Pisküvüt

Mose hastalanmiş ve doktora gitmişti. Doktor muayeneden sonra durumunun oldukça kötü oldugunu, ender bir hastaliga yakalandigini ve bir kaç ay içinde ölecegini söyler. Tek bir kurtulus çaresi vardir: yeni dogum yapmis bir kadindan süt emmek. Bir ay boyunca her gün süt emmesi gerekiyor. Durumunun umutsuzlugu ile morali bozuk bir halde evine dönerken arkadasi Solomon'la karsilasir. Solomon neden böyle moralsiz oldugunu sorar ve Mose olayi anlatir; “nereden bulayim böyle birini?

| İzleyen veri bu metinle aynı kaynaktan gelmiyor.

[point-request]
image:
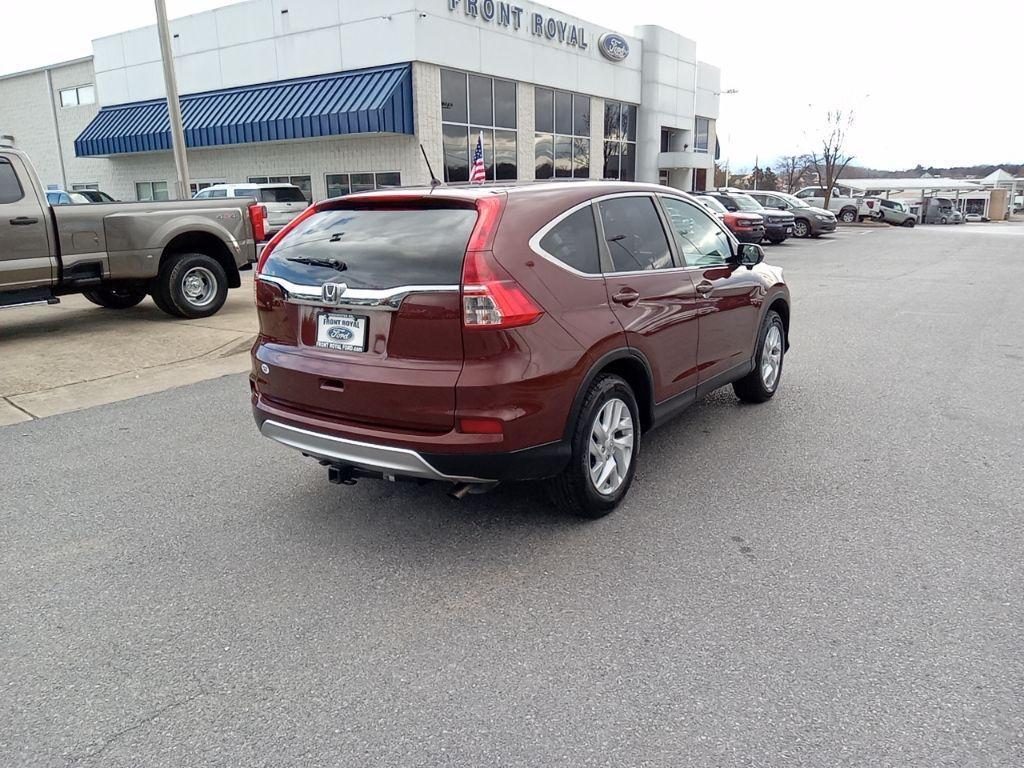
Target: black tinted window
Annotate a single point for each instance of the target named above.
(10, 188)
(573, 242)
(636, 240)
(481, 105)
(544, 105)
(281, 195)
(505, 116)
(377, 248)
(454, 103)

Kimse kabul etmez. Ben ölecegim artik.”
“Üzüldügün seye bak,” der Solomon, “biliyorsun bizim hanim yeni dogum yapti, bebegi emzirirken seni de aradan çikarir. Dostlar böyle zamanlarda belli olur.”
Mose arkadasinin bu jestine sevinir ve o günden sonra her gün Solomon'un evine “emmeye” gider. Ancak Solomon'un karisi pek genç, güzel ve oynaktir. Mose sütü emerken o da “baska birseyler ister misin?” , “sütten baska birsey istemez misin?”, “Daha tatli seyler de var eger istersen, sakin çekinme, sen yabanci degilsin” gibi imali sözlerle Mose'yi etkilemeye çalismaktadir. Ama Mose her defasinda naz yaparak, kibarca reddeder.
Yine bir gün Mose süt emerken kadin cilveli israrlarini sürdürür:
“Mose baska birsey ister misin?”
“Sagol, istemem”
“Bak çekinme, sen yabanci degilsin. Istedigin birsey varsa söyle.”
“Tesekkür ederim. Vallahi baska birsey istemem.”
“Hadi hadi naz yapma. Istiyorsun ama söylemeye çekiniyorsun.”
“Peki o zaman; biraz pisküvüt olsa sütlen iyi giderdi.”